Benzer iktidarlarla bu senaryo genişletilerek sürdürüldü. 1980 yılına geldiğimizde, milli devletimizin yıkılması için iki önemli şey daha yapıldı. 24 Ocak liberal ekonomi karaları ile Kemalist ekonomik sistem yerle bir edilip açıktan fabrikaların özelleştirme adıyla kapatılması ve Ilımlı İslam projesi ile eğitim dinileştirilerek, tarikatların desteklenmesi ve farklı tarikatlarda toplumu parça pinçik etmesiydi. İlk adım olarak gereğinden fazla İmam Hatip Lisesi açıldı. Ardından da köy dernekleri, şehir dernekleri?

Fabrikalar kapatılınca artık ülkede okumuş aydınlanmış insanlara ihtiyaç kalmadı. O zaman çocuklar sadece din eğitimi ile yetişirlerse yeterli olurdu. Öylede oldu. Ülkede Bilim ve bilimsel çalışma yapan kurum da kalmadı. Önemli olan artık sadece islamın şartlarını yerine getirmekti.

Bir yandan pop müzik, tv´lerden beyinlere kazınırken, bir yandan yabancı dizilerle yıllarca insanlarımızın basireti bağlandı. Öyle ki, dizi yüzünden evi yanan insanlar, bir dakikada namazı kıldırıp diziye yetişmeye çalışan imamlar?.  Ülkemiz üretmeyi bırakıp hizmet sektörüne geçmeye başladı.

Bunun için kültüre, ahlaka, bilime, sanata ihtiyaç yoktu. Zaten köy enstitülerinin kapatılmasıyla darbe alan eğitim sistemi 1980´den sonra tamamen ezberci çocuklar yetiştirmeye başladı. Bilim üretmeyeceksen analitik düşünen, sorgulayan, şüphe ile bakan insanlara da ihtiyacın yok demektir. Aralarında birkaç tane bilim insanı çıkarsa eğer, onlarda beyin göçü kervanına katıldılar.

Milli devleti yok etmek için bunlar yetmezdi. Örf ve adetler ile ahlaki değerlerimizin de yok olması gerekirdi.

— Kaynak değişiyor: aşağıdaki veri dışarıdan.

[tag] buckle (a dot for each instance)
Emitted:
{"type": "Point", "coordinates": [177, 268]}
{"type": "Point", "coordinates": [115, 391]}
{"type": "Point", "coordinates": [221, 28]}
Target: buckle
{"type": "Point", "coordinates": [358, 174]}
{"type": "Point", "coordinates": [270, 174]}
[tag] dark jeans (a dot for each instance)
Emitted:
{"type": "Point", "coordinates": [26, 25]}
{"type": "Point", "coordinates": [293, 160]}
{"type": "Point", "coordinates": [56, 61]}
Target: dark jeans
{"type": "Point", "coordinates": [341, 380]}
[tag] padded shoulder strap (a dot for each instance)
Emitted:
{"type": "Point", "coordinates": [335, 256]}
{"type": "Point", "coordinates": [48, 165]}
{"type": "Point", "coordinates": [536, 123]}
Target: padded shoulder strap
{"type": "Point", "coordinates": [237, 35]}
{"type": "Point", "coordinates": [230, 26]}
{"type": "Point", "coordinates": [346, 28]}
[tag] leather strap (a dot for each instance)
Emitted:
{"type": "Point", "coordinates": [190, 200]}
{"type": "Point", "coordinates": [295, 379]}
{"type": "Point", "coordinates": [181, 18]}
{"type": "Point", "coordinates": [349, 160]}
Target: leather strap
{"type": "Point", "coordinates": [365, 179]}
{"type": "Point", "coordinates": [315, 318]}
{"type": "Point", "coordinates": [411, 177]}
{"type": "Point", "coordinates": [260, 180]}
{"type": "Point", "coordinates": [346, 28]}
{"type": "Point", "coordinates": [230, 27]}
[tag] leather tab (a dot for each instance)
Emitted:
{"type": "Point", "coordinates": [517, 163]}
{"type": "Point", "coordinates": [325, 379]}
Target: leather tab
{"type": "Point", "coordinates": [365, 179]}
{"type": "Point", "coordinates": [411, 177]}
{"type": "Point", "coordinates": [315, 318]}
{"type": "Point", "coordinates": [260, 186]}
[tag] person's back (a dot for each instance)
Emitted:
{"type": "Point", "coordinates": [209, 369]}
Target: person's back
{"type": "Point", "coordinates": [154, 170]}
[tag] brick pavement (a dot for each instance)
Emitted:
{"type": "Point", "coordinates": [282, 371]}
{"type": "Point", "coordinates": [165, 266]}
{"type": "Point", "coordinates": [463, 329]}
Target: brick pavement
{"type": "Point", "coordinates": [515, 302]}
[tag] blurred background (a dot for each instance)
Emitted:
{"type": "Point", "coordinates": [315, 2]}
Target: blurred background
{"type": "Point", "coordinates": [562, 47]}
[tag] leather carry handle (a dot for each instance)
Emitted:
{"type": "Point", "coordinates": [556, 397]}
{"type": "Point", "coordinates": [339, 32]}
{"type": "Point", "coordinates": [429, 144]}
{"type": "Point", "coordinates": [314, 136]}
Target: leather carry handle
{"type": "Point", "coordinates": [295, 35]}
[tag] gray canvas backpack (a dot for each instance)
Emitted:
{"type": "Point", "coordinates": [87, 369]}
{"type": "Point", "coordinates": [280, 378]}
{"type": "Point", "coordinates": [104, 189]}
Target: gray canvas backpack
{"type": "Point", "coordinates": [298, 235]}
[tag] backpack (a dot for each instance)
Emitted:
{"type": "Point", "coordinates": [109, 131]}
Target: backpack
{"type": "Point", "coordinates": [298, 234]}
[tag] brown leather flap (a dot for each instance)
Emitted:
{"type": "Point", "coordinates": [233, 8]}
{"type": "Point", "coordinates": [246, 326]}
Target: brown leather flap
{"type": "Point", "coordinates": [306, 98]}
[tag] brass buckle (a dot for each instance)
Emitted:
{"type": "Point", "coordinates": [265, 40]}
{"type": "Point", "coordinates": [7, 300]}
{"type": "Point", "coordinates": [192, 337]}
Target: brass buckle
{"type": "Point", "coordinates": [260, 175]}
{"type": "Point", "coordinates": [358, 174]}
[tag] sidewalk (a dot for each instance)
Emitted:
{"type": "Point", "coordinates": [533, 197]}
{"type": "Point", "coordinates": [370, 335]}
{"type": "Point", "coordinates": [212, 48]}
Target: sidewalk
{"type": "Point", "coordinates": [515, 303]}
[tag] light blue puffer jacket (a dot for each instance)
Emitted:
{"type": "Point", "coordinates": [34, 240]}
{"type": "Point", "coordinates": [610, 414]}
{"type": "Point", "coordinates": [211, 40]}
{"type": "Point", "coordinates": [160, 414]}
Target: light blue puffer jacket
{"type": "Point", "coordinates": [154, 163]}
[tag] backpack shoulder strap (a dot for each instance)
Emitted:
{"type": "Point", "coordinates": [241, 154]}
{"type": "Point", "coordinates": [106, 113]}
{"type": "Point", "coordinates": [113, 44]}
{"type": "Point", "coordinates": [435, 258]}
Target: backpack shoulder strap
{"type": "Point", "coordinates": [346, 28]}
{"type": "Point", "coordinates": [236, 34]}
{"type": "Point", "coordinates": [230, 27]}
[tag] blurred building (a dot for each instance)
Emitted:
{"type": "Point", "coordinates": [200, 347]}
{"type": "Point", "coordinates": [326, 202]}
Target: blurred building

Bunun için tarikatlarda örgütlenen toplum, yurttaş olmayı bırakıp, şeyhlerin, dervişlerin ve tarikatların kulu olmaya başladı. Bütün geleneklerini, ahlaki değerlerini bir tarafa itip tarikatların kendilerine layık gördüğü gibi yaşamaya ve toplumsal alanları da kendilerine uydurmaya başladılar. Türbanla başlayan kadının kapanıp eve hapsedilme süreci hızlandı. Tarikatların uydurduğu her şeyi dinin gereği budur şeklinde lanse edip, karşı çıkanları da dinsiz yada dine karşıymış gibi gösterdiler.   Önceden sağcı solcu diye bölünen toplum, dinli ve dinsiz diye ayrılmaya başladı. Atatürk´ karşı olanlar dini bütün, savunanlar ise dinsiz kabul edildi.

ABD destekli AKP iktidarı ile devlet kurumlarına sinsice yerleşen tarikatlar, cami ve evler yetmiyormuş gibi kamu alanlarını namaz kılma odaları ile donattılar. Bir gün Mimar Sinan Parkından geçerken 4 gencin bir ağacı kıble yaparak namaz kıldıklarını gördüm. Ama yönleri Doğu´yu gösteriyordu ve 4 adet caminin ortasında duruyorlardı. Mezar taşına göbek sürenler, sahte oruç baba türbesinden medet umanlar? Aslında hepsi adım adım işleyen emperyalizm destekli bir plandı?